More about NEWBORN BABIES



 

 

 Women greet their newborn babies in as many ways as there are mums. A mum`s initial contact with her baby is something she remembers for a lifetime.

Before they give birth, most women anticipate a rush of loving feelings, or even tears of joy. others anticipate instantly "feeling like a mum." Some women actually experience these things. Many do not.

Many MUMS speak of feeling outside of themselves after labor. Most mums say it takes days to come back into themselves. Many mums feel something amazing is going on. As boundaries are reclarified, they are also redefined. You are now a mum. Your baby is no longer one with you, as in pregnancy. But the new boundaries are extended, to connect you for a lifetime to this other person. This connection is the essential work of the first months of parenting. You may have all the loving feelings you anticipated, but you have to give them time to evolve, as you do the work of taking on your new role.

The Basics of Baby Care.

My daughter does not live in the same country as I do; so I was with her 15 days before she had her newborn baby and a month and a half after. When I arrived home from the hospital with my daughter my son-in-law and their beautiful little baby boy it was a sunny cold morning in December. My daughter was tired and sore with her cesarean and yet terribly excited. Her in-laws were there too.
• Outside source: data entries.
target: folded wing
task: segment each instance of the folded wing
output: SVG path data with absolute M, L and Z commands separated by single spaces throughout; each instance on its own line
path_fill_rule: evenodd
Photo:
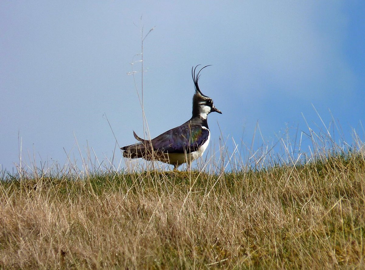
M 139 138 L 141 142 L 122 147 L 123 155 L 146 159 L 153 152 L 189 153 L 198 150 L 208 140 L 209 131 L 199 125 L 186 125 L 163 133 L 151 140 Z M 135 137 L 136 137 L 135 135 Z

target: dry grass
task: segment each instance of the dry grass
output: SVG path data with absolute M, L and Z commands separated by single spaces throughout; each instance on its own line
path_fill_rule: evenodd
M 53 174 L 0 181 L 0 268 L 365 267 L 360 152 L 234 173 Z

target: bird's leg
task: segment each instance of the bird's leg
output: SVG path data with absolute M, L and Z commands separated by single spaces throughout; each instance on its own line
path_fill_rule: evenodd
M 187 163 L 186 171 L 187 172 L 191 171 L 191 162 L 188 162 Z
The funniest thing about the whole day was that once we did finally jump through all the hoops and cross all the hurdles and got home we tried to help her out with all the modern things they had bought for their baby.Out came the instructions for their use and here was mum, dad and grandparents trying to decipher how to put the bath tub together; the diapers disposal; the breast pump....etc.....

We had a whale of a time but I would give you a tip;TRY DOING THIS BEFORE THE BABY IS BORN!!!!! because while we were all entertained with this; the sweet newborn baby began to cry, giving us an opportunity to try out all of our new parenting skills.

The good news is that taking care of a baby's basics needs, particularly as a newborn baby, is very simple. I've collected a group of instructions on taking care of your new baby from bathing to diapering, from feeding to holding. From these articles you can get a basic sense of how to take care of a newborn baby, whether it's your first or your fifth. (This goes for mom and dad!).

 

Choosing a Doctor for your Newborn Baby:

I bet you haven`t thought of choosing your pediatrician for your newborn baby. Many mums and dads don't realize that this is something that should be done well before baby is born to prevent any problems in the newborn baby's care after the birth. In many areas, unless you're using a family practitioner and sometimes a nurse midwife, the moment the cord is cut the obstetrician or other doctor is technically no longer responsible for your child.

I can tell you through experience it isn`t easy to find a doctor who will match your feelings of parenting and your partner's feeling as well . This doctor is going to be someone that you will be seeing quite frequently for good baby care and in cases of illness and emergency.It's very important that you find someone who has a style, personality and skills to match your needs.

Ask yourself how you and your partner feel about the following issues, and then ask your to be pediatrician:

Antibiotics:

In the past many pediatricians have over prescribed antibiotics. Due to this many pediatricians are using them less frequently.What do you feel about them?

Breastfeeding:

Does the doctor defend the natural breast feeding or will he suggest weaning at the first sign of trouble?

Parenting education:

Is this person someone that you would agree on with parenting issues like discipline, the family bed, feeding issues, etc.

Other issues:

There are many other issues which may be important to you, like office hours, on call schedules, vaccination issues, waiting rooms situations, etc. Anything that you think is important should be talked about in an interview prenatally. This interview is usually best done in person. It allows you to get a feel for how the office is run and what the staff and nurses are like. It will give you a chance to check out the location for convenience, cleanliness, and atmosphere. It's also much easier to get a feel for the practice in this hands on manner.

When you have your appointment, take your birth plan with you. Show it to the to be doctor(s). Since they will be the ones in charge of your baby's care in the hospital or birth center you will need to know if they will support your ideas at the birth. Things you might address are rooming in, breastfeeding, doing newborn exams in the room instead of the nursery, what will happen if the newborn baby needs to be transfered to the intensive care nursery, when will you see the doctor at the hospital, etc. If you're planning a homebirth, ask when they would like to see the baby. Will they do a home visit or are you required to come in with the baby within a certain amount of time? Most pediatricians are very used to dealing with these types of questions.

While there are certainly a lot of factors that will go into your final decision (insurance, hospital affiliation, gender preference, etc.), your gut feeling about the partnership you will have with this person is often a very good indicator. Don't hesitate to find out with your local medical association to see if complaints have been lodged or with local mums and dads to see how their experience have been.